The pope wrote to Henry III, king of England, urging him to press on his subjects the necessity of punishing the Khwarizmians. But the spirit of crusading raged more strongly in France than in any other country of the West; and it revived in all its fierceness of piety and chivalry in Louis IX. Agreeably to the temper of the times, he had vowed, whilst afflicted by a severe illness, that in case of recovery he would travel to the Holy Land. In the delirium of his fever, he had beheld an engagement between the Christians and the Saracens; the infidels were victorious, and the brave king of a valiant nation fancied it his duty to avenge the defeat. The victories of the Khwarizmians were a realisation of part of his dream, and his preparations had anticipated the decrees of the Lyonese council. This vow was made about the year 1244, according to Nangis and Chronicle of St. Denis, cited in Du Cange’s notes. From the moment of his resolving to go to the Holy Land, St. Louis quitted all pomp of dress; he exchanged his purple for black, a royal for a religious habit. During the crusade he abstained from wearing scarlet, vair, or ermine. The example of the monarch gave efficacy to the laws regarding simplicity of dress, and the lord of Joinville assures us, that, during the whole time he was attending the king on his crusade, he never once saw an embroidered coat of arms. The French barons, however, when resident in Damietta, were less rigid in morality than in dress. The cross was likewise taken by the three royal brothers, the counts of Artois, Poitiers, and Anjou, by the duke of Burgundy, the countess of Flanders, and her two sons, the count of St. Paul, and many other knights.
Sentiments of respect for the king of France were not felt in his country alone; the people of England revered his name, and avowedly in imitation of his example, the bishop of Salisbury, William Longespee, Walter de Lucy, and many other English nobles and gentlemen were crossed. William Longespee was, or feigned himself, poor, and went to Rome to solicit the aid of the pope. He returned to England, and extorted more than a thousand marks from the religious, while the less scrupulous or more powerful earl of Cornwall was insatiable in his avarice, and gained from one archdeacon alone, six hundred pounds. Political circumstances detained St. Louis in France for three years; but the money and troops which he sent to the Holy Land invigorated the hopes of the Latin Christians. The ranks of the military orders were recruited by hired troops and regular knights from the different stations in Europe.

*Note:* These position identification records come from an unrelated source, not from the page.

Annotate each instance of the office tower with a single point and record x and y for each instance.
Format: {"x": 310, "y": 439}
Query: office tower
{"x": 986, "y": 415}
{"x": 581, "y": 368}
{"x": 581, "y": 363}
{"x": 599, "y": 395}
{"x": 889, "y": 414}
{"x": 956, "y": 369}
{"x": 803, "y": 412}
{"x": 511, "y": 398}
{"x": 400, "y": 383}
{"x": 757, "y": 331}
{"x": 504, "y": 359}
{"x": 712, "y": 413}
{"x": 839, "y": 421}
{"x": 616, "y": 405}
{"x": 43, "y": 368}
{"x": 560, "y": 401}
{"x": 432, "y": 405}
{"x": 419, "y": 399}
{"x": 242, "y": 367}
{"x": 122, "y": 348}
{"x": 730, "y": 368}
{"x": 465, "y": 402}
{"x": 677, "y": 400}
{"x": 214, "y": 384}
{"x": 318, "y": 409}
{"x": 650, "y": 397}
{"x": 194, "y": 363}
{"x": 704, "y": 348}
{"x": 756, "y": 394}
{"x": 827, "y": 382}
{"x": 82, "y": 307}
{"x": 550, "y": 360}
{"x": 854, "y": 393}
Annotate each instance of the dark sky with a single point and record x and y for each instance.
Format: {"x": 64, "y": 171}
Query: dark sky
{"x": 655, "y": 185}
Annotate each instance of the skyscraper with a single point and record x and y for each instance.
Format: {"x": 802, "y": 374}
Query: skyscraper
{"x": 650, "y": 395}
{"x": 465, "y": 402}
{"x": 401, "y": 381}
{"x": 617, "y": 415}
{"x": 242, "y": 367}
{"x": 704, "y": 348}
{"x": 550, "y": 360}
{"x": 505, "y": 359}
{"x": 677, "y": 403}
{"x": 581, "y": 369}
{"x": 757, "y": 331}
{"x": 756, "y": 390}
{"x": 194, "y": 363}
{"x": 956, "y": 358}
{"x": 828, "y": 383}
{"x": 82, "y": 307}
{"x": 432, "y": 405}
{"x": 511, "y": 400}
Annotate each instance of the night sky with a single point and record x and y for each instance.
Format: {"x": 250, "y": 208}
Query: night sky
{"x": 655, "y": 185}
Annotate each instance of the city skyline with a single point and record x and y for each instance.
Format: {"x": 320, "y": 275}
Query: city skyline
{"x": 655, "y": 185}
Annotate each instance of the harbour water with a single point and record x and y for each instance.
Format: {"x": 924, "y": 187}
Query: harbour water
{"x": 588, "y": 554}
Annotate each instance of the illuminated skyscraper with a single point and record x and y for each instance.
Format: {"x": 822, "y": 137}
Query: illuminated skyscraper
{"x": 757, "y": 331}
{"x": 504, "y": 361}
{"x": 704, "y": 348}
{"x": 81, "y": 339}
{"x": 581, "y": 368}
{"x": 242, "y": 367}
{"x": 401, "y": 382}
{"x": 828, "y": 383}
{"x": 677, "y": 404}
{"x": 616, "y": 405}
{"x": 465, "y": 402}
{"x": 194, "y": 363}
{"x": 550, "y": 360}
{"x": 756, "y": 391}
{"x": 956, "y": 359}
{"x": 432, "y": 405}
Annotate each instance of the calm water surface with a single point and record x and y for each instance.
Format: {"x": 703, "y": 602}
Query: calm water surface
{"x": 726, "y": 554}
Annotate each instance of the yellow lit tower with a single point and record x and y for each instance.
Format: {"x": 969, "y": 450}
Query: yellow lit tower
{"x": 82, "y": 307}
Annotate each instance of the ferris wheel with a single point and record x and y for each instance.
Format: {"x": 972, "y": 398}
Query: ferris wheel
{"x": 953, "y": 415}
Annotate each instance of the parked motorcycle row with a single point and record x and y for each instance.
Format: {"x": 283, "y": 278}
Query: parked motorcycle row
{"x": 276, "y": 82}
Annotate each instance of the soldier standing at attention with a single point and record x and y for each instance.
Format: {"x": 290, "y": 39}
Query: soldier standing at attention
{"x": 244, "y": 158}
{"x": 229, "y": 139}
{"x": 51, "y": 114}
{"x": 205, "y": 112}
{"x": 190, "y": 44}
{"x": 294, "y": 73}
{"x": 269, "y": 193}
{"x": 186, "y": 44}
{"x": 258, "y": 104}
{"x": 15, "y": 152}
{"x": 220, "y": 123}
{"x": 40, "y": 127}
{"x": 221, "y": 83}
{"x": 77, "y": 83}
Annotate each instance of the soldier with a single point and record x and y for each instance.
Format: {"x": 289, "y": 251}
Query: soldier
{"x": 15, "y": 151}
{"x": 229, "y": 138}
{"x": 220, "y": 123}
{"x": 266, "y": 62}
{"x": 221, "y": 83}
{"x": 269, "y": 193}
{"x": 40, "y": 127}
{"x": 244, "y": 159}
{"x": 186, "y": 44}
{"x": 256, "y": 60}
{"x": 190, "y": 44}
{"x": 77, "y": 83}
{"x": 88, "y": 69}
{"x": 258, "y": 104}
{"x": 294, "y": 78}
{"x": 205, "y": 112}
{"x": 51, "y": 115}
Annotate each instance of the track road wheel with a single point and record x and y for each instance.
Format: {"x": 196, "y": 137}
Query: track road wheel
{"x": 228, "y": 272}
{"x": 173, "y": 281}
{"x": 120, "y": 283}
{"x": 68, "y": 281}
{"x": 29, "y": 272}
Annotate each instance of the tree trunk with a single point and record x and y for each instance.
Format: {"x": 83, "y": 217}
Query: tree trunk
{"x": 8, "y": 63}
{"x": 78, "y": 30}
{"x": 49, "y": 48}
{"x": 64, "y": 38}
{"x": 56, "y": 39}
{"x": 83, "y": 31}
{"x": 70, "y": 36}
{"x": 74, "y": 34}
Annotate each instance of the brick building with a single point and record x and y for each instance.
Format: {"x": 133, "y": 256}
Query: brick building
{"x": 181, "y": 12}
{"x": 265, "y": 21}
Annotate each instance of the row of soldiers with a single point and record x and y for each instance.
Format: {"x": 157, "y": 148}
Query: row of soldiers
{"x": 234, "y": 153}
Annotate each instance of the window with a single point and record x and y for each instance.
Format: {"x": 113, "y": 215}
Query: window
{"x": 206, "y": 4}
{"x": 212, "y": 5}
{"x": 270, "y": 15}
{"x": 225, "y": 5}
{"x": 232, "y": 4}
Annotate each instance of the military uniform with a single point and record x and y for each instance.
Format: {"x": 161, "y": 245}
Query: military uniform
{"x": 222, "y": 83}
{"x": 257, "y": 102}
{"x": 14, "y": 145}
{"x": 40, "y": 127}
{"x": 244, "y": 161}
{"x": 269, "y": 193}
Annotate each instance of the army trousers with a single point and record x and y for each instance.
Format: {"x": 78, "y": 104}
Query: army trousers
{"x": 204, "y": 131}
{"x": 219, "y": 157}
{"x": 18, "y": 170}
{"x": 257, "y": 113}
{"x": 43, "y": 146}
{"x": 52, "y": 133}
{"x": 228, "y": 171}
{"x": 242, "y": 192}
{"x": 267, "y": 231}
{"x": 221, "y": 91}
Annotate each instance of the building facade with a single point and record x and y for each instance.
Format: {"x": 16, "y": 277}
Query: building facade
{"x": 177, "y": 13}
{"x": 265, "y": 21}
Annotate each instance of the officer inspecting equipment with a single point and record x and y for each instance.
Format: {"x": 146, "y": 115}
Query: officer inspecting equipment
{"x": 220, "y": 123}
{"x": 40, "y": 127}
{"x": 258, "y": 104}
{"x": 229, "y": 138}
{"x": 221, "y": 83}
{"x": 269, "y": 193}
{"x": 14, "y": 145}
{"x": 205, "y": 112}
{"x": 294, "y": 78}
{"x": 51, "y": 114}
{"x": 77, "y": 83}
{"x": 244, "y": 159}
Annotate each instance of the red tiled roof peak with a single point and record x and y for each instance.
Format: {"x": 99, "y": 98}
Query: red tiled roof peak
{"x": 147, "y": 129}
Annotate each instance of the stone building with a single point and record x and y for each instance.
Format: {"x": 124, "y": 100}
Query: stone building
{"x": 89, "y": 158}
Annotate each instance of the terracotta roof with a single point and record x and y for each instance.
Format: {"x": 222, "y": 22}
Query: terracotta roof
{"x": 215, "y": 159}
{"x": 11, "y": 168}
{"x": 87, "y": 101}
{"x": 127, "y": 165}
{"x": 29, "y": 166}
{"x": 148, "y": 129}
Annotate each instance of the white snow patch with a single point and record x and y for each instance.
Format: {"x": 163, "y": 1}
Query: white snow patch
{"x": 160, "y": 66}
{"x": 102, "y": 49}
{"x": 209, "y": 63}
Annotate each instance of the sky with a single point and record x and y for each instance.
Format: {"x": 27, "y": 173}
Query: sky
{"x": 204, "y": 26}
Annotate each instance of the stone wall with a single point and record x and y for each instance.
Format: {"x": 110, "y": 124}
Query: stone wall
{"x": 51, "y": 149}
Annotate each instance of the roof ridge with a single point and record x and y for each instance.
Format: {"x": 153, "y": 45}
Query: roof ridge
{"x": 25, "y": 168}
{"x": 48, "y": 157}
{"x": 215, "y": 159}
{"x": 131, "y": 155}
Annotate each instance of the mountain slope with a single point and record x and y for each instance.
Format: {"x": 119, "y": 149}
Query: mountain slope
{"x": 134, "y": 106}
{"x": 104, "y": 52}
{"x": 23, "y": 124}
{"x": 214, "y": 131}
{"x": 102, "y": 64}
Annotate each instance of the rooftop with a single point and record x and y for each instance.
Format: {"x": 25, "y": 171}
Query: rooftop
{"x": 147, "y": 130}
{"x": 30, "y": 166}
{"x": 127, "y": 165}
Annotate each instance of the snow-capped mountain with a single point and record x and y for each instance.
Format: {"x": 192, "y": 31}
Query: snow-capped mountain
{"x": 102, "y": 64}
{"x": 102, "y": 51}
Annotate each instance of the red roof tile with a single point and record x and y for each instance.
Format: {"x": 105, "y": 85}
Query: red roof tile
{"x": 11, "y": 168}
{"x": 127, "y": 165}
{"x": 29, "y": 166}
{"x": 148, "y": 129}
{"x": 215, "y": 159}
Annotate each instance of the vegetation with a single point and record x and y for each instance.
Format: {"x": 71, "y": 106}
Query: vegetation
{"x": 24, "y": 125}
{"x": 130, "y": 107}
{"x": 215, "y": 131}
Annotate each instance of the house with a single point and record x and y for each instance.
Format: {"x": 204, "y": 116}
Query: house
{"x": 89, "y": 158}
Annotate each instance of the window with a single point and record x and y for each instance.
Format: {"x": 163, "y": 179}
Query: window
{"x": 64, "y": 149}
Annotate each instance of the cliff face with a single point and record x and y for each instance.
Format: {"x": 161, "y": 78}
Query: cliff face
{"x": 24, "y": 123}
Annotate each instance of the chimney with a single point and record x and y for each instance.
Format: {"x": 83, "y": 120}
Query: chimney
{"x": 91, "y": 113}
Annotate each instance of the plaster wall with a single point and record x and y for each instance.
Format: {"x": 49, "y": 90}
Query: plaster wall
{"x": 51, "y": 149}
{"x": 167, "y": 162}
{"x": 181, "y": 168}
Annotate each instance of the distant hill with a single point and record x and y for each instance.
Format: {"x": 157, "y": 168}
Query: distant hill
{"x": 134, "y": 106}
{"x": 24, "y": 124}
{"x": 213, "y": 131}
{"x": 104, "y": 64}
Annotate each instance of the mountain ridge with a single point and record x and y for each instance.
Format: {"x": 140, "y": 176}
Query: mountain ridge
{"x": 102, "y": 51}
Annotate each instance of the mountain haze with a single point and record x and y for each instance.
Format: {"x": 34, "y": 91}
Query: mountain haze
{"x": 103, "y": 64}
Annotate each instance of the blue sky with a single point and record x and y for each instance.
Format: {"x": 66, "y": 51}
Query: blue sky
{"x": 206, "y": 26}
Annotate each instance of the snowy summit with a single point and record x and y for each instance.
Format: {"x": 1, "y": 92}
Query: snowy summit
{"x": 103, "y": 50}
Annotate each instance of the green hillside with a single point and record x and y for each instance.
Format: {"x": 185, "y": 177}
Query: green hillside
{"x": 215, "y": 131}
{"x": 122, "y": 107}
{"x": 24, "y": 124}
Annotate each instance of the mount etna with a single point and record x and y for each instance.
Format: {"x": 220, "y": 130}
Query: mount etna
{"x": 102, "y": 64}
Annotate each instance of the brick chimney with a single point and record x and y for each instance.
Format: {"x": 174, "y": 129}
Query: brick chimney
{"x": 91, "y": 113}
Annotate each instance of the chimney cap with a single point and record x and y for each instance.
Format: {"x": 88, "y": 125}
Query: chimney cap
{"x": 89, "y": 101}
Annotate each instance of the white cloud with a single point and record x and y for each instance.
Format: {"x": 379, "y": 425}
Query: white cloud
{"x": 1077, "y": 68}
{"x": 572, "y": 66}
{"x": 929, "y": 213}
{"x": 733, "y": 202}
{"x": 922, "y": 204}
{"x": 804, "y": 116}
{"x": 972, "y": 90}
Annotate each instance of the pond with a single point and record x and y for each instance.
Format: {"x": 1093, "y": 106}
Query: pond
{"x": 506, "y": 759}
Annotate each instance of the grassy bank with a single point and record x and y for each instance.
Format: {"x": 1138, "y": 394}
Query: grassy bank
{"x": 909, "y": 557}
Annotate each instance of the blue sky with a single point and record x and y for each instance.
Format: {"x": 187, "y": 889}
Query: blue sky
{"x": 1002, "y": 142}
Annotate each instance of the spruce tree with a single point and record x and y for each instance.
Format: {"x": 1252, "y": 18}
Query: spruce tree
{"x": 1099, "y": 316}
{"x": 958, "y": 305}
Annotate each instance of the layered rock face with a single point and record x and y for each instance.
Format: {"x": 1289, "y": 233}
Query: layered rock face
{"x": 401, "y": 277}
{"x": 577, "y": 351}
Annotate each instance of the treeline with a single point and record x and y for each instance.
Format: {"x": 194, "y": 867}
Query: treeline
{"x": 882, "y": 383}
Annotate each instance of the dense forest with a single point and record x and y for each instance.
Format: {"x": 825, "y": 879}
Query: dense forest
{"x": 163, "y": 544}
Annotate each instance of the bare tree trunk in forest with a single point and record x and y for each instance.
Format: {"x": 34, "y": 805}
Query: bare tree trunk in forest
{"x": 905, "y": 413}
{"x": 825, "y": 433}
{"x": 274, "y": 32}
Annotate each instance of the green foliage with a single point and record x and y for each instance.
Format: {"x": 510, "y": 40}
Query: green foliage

On the 12th of June, 1248, Louis, attended by his three brothers, went to the abbey of St. Denis, and received from the pope’s legate the oriflamme, the alms’ purse, and pilgrim’s staff. He sailed from France at the end of August, and arrived in September at Cyprus, the appointed rendezvous for his barons and their vassals. The king remained eight months in Cyprus, employed in organising his troops, in works of piety, and particularly in healing the breaches in charity between the military orders. The Venetians and other people assisted the French with provisions; on one occasion the supplies of the emperor Frederick preserved the army, and the grateful king implored the pope to absolve a man who had been benevolent to the soldiers of the church. The ambassadors of a Tatarian prince appeared before Louis, offering their master’s aid to root the Saracens and pagans out of the Holy Land. The king sent a magnificent present to his ally, in order to bribe him to become a Christian. Two black monks, who understood the Arabic language, were charged with the missionary office, and their eloquence and embroidered representation of some of the mysteries of Christianity were to effect the conversion of the Scythian savage and his court. In the spring of the year 1249, the soldiers of Louis were mustered, and his ships prepared for sea; fifty thousand men formed his military force, and eighteen hundred was the number of his transports, palendars, and store ships. They set sail for Egypt; a storm separated the fleet, and the royal division, in which were nearly three thousand knights and their men-at-arms, arrived off Damietta.